Die Fake-Bibel

4. Mose (Numeri)

Kapitel 26
Der Verteilungsschlüssel

✦ ✦ ✦

1 Und nach der Plage sprach der HERR zu Mose und zu Eleasar, dem Sohn Aarons, des Priesters: Nehmt die Summe der ganzen Gemeinde, von zwanzig Jahren an und darüber, alle, die ins Heer zu ziehen taugen.

2 Und sie zählten Ruben und Simeon und Gad, Juda, Issaschar und Sebulon, Manasse und Ephraim, Benjamin, Dan, Asser und Naftali, Geschlecht für Geschlecht und Haus für Haus, und am Ende stand eine Zahl.

3 Von zwanzig Jahren an, und tauglich zum Heer: Das sind die beiden Merkmale, nach denen ein Mensch in dieser Erhebung überhaupt vorkam. Wer jünger war, kam nicht vor. Wer nicht kämpfen konnte, kam nicht vor. Frauen kamen nicht vor. Eine Zählung ist niemals eine Auskunft über ein Volk, sondern über den, der zählt.

4 Und der HERR sprach zu Mose: Diesen sollst du das Land austeilen zum Erbe nach der Zahl der Namen. Einer großen Menge sollst du viel geben und einer kleinen wenig.

5 Damit war der Zweck der Erhebung genannt, und es war nicht die Neugier. Gezählt wurde, wer Anspruch bekommen sollte, und wer nicht gezählt war, hatte auch keinen. Seither hat jede Erhebung diesen Zweck, auch die, die anders heißen.

6 Doch soll das Land durchs Los ausgeteilt werden. So verband man zwei Verfahren, das genaue und das blinde, und nannte das Ergebnis gerecht.

7 Aber die Kinder Korahs starben nicht. Es ist ein Nebensatz, und er ist ein Freispruch: Die Kinder hafteten nicht für den Vater.
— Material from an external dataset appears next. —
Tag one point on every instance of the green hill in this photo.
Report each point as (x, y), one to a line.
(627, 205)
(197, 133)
Es hat sehr lange gedauert, bis aus diesem Nebensatz irgendwo ein Grundsatz wurde.

8 Und die Leviten wurden besonders gezählt, dreiundzwanzigtausend, alles Männliche von einem Monat an; denn ihnen ward kein Erbteil gegeben unter den Kindern Israel. Wer nichts erbt, wird in einer anderen Tabelle geführt, und das ist bis heute die schnellste Art, jemanden aus einer Rechnung zu nehmen.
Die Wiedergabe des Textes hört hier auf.